Rick Adams is the author of Tandy’s classic games Temple of ROM and Shanghai, as well as Bomb Threat and Omnistar.


About Terry

Terry Steen started his COCO experience when he was given a 4K Standard BASIC Color Computer by his parents in 1981. At that time, he was an electronics hobbyist but had never used a computer.

He became intrigued in the COCO both from electronics and programming aspects. He spent a great deal of his time learning to understand the electronics as much as the programming aspect.

He eventually learned to programed machine code BY HAND, then assembly, and sold several games to Jarb Software, Chromosette T&D Software.

Not seeing an outlet for his interests, he enlisting in the USAF becoming an Air Borne Communications Specialist on the WWABCP system. He eventually returned to school in 1995 at the Klipsch School of Electrical Engineering at NMSU at Las Cruses New Mexico. He is now the senior electrical reviewer for the Commonwealth of Virginia where he does not program or do electronics.

His COCO interested returned in late 2017, through direct connection with Stevie Strowbridge. Since then, his nerdy hobby has bloomed a new where he has been seeking to restore his interest in VHDL, Electronics, Machine Language, and preserving old-school hardware and software techniques.

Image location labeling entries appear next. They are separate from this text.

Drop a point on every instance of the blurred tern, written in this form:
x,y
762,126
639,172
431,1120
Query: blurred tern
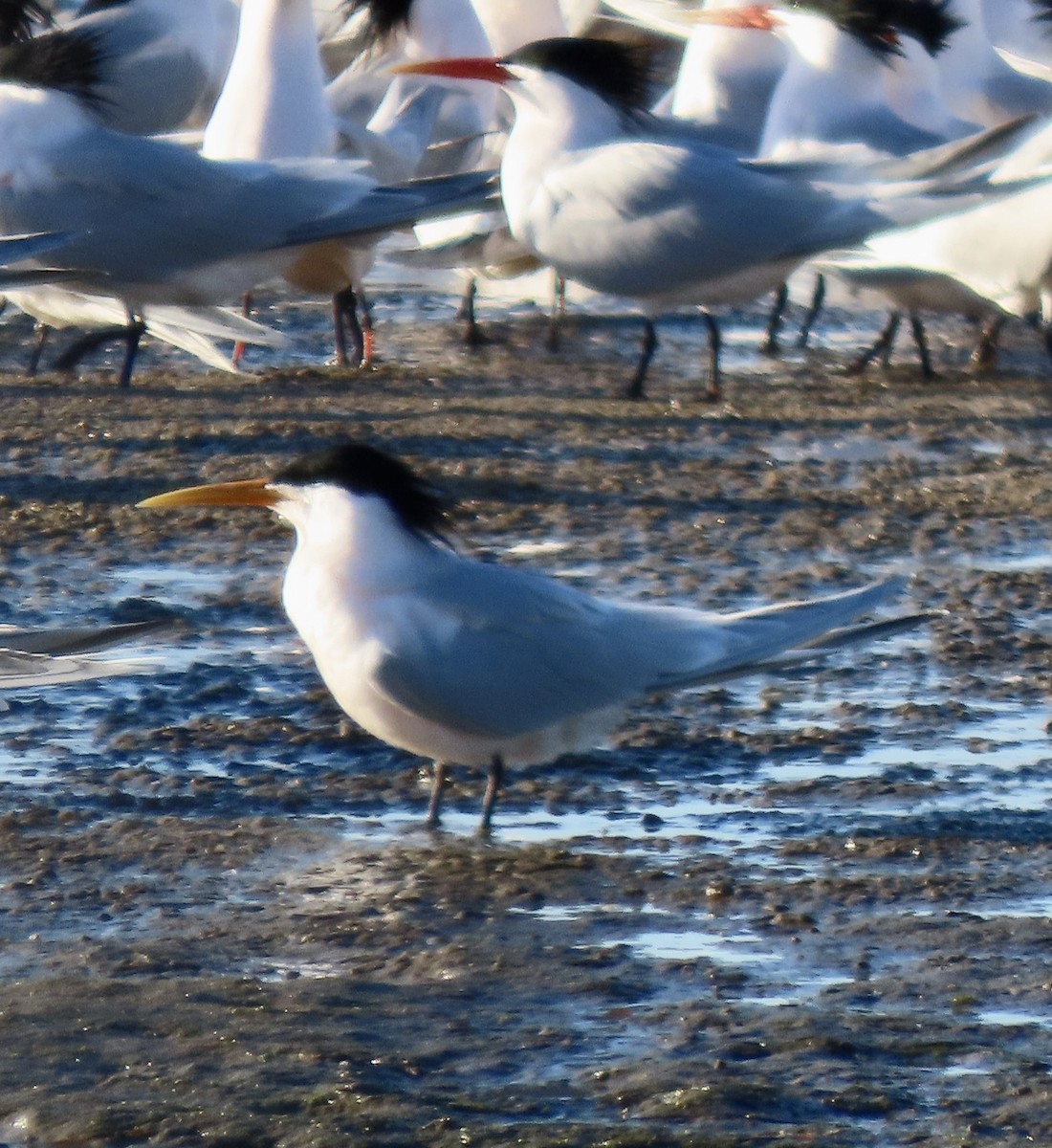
x,y
471,663
640,207
151,222
58,655
165,58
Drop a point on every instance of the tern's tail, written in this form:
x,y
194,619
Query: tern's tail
x,y
778,637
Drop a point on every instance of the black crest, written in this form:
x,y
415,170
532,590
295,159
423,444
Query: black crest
x,y
61,60
880,23
619,74
17,18
91,6
363,470
384,17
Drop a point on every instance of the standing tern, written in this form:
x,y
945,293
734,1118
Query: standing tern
x,y
58,655
471,663
151,222
165,58
640,207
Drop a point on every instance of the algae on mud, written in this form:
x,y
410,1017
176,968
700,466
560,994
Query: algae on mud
x,y
220,922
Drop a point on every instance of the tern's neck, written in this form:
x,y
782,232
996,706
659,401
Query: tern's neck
x,y
511,23
352,543
33,120
441,29
553,118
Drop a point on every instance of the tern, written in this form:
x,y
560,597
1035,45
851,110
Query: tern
x,y
639,206
475,664
58,655
150,222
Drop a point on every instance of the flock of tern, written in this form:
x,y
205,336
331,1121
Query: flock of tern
x,y
161,160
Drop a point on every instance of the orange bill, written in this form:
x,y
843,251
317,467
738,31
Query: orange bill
x,y
248,493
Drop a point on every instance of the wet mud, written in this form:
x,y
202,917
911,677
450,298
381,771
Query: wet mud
x,y
808,911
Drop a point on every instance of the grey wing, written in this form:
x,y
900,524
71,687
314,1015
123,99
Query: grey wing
x,y
500,653
110,190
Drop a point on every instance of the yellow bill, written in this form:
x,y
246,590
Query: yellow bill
x,y
247,493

Since he was self-taught and did not have any formal training when he was a teenager, he is not at all happy with his larger projects structure and is seeking to rebuild his past efforts with the engineering structure he learned at New Mexico State University.

His Microworks Unraveled project is he first serious step back into the COCO marketplace.


About Henry

Henry Gernhardt, third of his name, has been an avid computer nerd since his family’s first computer in 1981.  Of course, this had to be the TRS-80 Color Computer, selected by his father due to (a) the need to have an in-home computer for further education and career realignment, (b) the insurmountable computing power of its advanced microprocessor architecture, and (c) the relatively low cost of entry.  The presence of this computer opened to Henry the wonders of computer programming, computer hardware, mechatronics, and other avenues of technological investigation.  Henry credits much of his technical acumen and autodidactic bents to the amazing manuals that came with the TRS-80 color computer, allowing him to not only progress at his own pace but learn how to learn.

These days Henry passes on to others his joy of learning and discovery.  In his professional environment, he guides those under his professional care in growth and development in ways they may not have believed possible.  In his personal life he enjoys playing around with electronic gizmos, programming close to the metal, and sharing with the world his enthusiasm for technology and learning on his YouTube channel, “The Break Key”.